Step 1.3: corpus C with all words in statistical word set Vocab outside text ¹ The number of occurrences in (1), i.e. word frequency, is less than or equal to the lower frequency limit F ₁ Or greater than or equal to the upper frequency limit F ₂ Deleting the word frequency to obtain a filtered word frequency set; sorting the filtered word frequency sets in a descending order, and constructing a Huffman tree T for the sorted word frequency sets;

step 1.4 initialize m =0;

step 1.5: setting window size to window, traversing text external corpus C ¹ M-th text d _m And obtaining the current ith word

Is greater than or equal to>

The known current word is calculated by equation (1) as

When it is predicted that its context is->

Conditional probability of (2)

In the formula (1), u represents a context

Any word in it, is taken up or taken off>

Indicating that the current word is known to be pick>

in the formula (2), H is the height of Huffman tree T, d _h The h-th leaf node in the path from the root node to the leaf node corresponding to the word u corresponds to the h-th digit in the Huffman code; theta _h Leaves corresponding to the root node to the word uThe parameters corresponding to the h leaf node in the path between the nodes;

calculating the ith word using equation (3)
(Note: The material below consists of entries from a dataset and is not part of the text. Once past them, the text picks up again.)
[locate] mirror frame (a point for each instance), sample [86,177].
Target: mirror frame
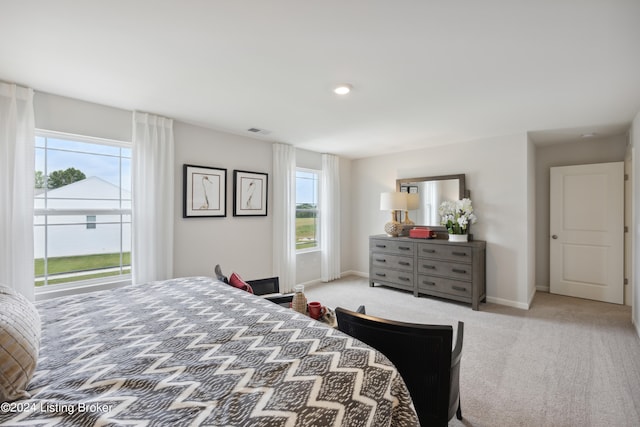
[462,190]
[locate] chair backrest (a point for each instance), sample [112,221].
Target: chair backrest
[266,286]
[421,353]
[456,355]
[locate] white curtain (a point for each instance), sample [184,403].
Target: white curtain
[284,215]
[330,218]
[152,180]
[17,166]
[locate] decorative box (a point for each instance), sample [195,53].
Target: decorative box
[420,233]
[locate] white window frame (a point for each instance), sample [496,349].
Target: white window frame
[60,289]
[317,247]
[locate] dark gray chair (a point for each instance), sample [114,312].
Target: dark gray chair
[271,288]
[423,356]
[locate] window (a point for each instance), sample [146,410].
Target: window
[307,224]
[82,216]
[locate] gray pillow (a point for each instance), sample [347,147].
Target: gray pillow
[19,344]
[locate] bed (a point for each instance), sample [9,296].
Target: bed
[195,351]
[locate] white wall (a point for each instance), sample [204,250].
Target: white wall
[497,174]
[240,244]
[635,291]
[53,112]
[585,151]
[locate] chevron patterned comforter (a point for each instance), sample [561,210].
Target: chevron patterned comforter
[195,351]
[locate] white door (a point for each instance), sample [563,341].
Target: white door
[587,231]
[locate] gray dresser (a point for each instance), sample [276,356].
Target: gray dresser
[429,266]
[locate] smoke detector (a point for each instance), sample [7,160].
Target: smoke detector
[259,131]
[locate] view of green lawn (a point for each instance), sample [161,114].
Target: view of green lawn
[79,264]
[306,233]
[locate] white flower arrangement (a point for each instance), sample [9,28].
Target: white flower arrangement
[457,215]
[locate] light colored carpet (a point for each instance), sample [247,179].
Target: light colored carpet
[564,362]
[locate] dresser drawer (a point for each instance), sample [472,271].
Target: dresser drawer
[390,246]
[399,279]
[444,268]
[445,252]
[440,284]
[384,260]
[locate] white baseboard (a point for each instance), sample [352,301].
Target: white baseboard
[509,303]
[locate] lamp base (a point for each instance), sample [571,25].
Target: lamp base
[393,228]
[407,220]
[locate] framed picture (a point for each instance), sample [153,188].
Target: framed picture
[205,193]
[249,193]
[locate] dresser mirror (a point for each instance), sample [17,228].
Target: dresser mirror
[431,191]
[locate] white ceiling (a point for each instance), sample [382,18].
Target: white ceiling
[424,72]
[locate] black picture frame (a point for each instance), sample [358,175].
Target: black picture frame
[204,191]
[250,190]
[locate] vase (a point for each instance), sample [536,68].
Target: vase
[458,237]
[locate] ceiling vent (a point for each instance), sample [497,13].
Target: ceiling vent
[259,131]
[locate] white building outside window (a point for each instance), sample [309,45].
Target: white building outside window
[82,224]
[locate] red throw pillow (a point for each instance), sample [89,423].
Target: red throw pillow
[236,281]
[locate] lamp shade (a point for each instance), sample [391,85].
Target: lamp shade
[413,201]
[392,201]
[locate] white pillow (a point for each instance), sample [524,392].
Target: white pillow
[19,343]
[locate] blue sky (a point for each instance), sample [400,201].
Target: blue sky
[98,160]
[306,187]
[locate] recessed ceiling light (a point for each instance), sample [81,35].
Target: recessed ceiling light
[343,89]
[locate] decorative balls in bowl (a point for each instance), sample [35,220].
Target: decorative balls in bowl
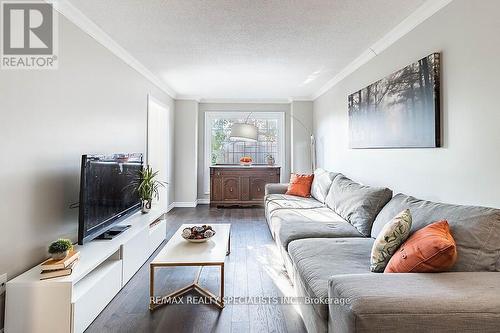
[198,234]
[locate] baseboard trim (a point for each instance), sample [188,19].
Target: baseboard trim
[186,204]
[203,201]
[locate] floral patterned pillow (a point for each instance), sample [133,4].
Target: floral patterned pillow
[389,240]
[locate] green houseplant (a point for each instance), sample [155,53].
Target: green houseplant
[148,187]
[60,248]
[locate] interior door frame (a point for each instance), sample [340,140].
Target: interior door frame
[166,155]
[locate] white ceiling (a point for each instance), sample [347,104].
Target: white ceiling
[251,49]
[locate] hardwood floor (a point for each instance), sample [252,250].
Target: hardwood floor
[254,268]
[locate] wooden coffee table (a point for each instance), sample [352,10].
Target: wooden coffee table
[179,252]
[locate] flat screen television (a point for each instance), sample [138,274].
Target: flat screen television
[107,194]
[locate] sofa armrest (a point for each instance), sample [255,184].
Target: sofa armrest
[444,302]
[276,188]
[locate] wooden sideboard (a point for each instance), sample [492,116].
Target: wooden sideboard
[234,185]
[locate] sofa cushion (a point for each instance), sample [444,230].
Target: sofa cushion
[476,230]
[321,184]
[317,260]
[358,204]
[429,250]
[416,302]
[287,225]
[389,240]
[280,201]
[300,185]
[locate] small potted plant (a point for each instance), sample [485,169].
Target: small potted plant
[148,187]
[270,159]
[60,248]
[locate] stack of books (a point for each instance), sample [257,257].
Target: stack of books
[56,268]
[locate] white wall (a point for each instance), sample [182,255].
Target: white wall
[239,107]
[467,169]
[186,152]
[301,127]
[93,103]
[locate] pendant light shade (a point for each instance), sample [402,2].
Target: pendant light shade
[243,132]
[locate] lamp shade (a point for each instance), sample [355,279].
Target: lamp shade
[243,132]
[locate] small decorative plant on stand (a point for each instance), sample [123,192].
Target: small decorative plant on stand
[148,187]
[270,160]
[60,248]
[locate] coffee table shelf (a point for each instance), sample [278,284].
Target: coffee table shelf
[179,252]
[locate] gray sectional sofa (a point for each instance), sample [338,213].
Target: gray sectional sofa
[326,241]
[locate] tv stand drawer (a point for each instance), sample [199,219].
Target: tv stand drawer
[94,292]
[134,253]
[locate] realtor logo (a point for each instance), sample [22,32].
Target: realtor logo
[29,37]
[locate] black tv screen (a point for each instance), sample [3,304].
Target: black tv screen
[107,194]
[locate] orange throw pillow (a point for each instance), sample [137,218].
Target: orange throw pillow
[430,249]
[300,185]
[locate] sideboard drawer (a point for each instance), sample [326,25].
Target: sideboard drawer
[242,186]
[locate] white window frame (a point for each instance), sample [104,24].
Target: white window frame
[211,115]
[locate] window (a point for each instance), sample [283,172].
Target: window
[219,149]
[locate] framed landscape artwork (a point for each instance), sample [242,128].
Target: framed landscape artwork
[399,111]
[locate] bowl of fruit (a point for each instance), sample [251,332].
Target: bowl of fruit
[198,234]
[246,160]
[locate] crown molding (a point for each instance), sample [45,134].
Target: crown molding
[300,99]
[246,100]
[188,98]
[426,10]
[74,15]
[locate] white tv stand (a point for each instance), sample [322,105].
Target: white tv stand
[71,303]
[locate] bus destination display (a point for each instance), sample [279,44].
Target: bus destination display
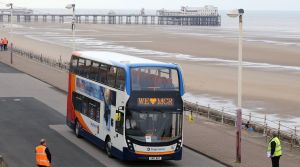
[155,101]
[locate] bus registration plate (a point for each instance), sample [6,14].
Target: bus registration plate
[154,158]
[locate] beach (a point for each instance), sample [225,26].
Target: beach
[271,82]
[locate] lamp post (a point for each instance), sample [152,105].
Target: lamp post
[72,6]
[239,13]
[10,5]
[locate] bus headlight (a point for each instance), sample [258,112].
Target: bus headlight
[130,145]
[178,145]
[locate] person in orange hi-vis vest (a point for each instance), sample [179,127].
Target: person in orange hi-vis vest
[42,154]
[5,42]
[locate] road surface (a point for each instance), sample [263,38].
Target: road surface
[31,109]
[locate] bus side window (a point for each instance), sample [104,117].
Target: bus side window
[74,63]
[103,73]
[111,76]
[120,123]
[120,81]
[94,71]
[87,69]
[77,102]
[81,66]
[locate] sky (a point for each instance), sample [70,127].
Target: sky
[159,4]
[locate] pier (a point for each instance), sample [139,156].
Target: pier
[186,20]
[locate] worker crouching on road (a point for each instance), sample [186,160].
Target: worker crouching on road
[274,150]
[42,154]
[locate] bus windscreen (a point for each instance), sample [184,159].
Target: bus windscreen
[154,78]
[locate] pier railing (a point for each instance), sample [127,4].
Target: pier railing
[262,125]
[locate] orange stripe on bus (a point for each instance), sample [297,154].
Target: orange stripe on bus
[154,153]
[81,121]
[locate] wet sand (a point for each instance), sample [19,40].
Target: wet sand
[276,91]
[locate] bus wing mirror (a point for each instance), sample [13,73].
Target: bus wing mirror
[118,116]
[121,108]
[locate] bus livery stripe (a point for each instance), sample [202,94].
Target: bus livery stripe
[155,153]
[81,121]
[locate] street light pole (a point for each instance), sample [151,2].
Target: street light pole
[72,6]
[10,35]
[239,13]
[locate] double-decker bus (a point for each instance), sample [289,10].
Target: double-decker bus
[129,106]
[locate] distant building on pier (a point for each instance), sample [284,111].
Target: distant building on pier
[17,11]
[207,10]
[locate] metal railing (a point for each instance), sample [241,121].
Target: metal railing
[258,124]
[56,63]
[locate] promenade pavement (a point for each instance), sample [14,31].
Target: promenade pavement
[44,106]
[207,137]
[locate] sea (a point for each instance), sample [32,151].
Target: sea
[272,27]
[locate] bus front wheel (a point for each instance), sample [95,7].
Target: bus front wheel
[77,129]
[108,146]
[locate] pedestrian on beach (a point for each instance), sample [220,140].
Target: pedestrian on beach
[1,44]
[274,150]
[42,154]
[5,42]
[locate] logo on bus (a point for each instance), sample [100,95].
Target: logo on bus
[156,101]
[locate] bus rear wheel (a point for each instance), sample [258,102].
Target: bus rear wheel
[108,147]
[77,129]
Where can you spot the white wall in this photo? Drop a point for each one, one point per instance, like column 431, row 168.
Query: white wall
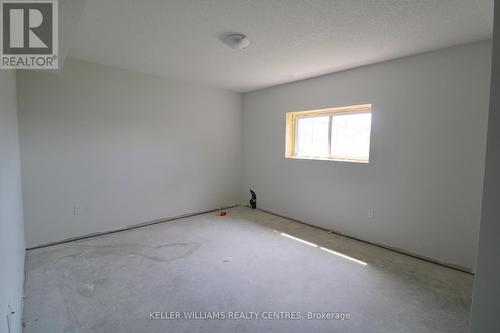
column 424, row 180
column 11, row 211
column 486, row 300
column 125, row 147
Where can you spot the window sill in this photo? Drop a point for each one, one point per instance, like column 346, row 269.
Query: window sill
column 328, row 159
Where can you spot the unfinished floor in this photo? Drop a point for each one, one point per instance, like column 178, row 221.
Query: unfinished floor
column 239, row 262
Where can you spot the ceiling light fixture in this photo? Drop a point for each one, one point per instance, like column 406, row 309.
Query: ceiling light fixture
column 235, row 41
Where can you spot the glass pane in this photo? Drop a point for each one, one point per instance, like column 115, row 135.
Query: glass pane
column 351, row 136
column 312, row 136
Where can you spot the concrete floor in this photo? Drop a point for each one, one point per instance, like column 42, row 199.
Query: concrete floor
column 239, row 262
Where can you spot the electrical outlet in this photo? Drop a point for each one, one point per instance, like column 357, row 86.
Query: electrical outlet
column 77, row 210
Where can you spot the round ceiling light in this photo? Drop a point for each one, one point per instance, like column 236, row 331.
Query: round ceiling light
column 235, row 41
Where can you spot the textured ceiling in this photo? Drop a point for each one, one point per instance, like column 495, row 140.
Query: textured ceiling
column 290, row 39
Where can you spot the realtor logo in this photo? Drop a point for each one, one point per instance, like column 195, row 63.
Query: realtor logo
column 29, row 34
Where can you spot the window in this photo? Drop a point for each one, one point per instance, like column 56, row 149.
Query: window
column 335, row 134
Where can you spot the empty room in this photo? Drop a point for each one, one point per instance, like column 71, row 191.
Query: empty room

Is greater than or equal to>

At the parameter theta _h By the action of (3) a h-th digit d _h Has a probability of->

In formula (3), σ (·) represents an excitation function;

step 1.6: calculating probability using equation (4)

Is greater than or equal to the maximum likelihood function->

/>

Step 1.7: for maximum likelihood function

Parameter θ of _h And word vector pick>

To obtain an updated parameter theta' _j And word vector pick>

step 1.8: and assigning M +1 to M, and returning to the step 1.5 until M is greater than M, so as to obtain a final word vector Vec.

In this embodiment, a word2vec model containing word vectors as shown in table 1 is trained from an external corpus. Where the feature dimension =50, the vocab size =171678.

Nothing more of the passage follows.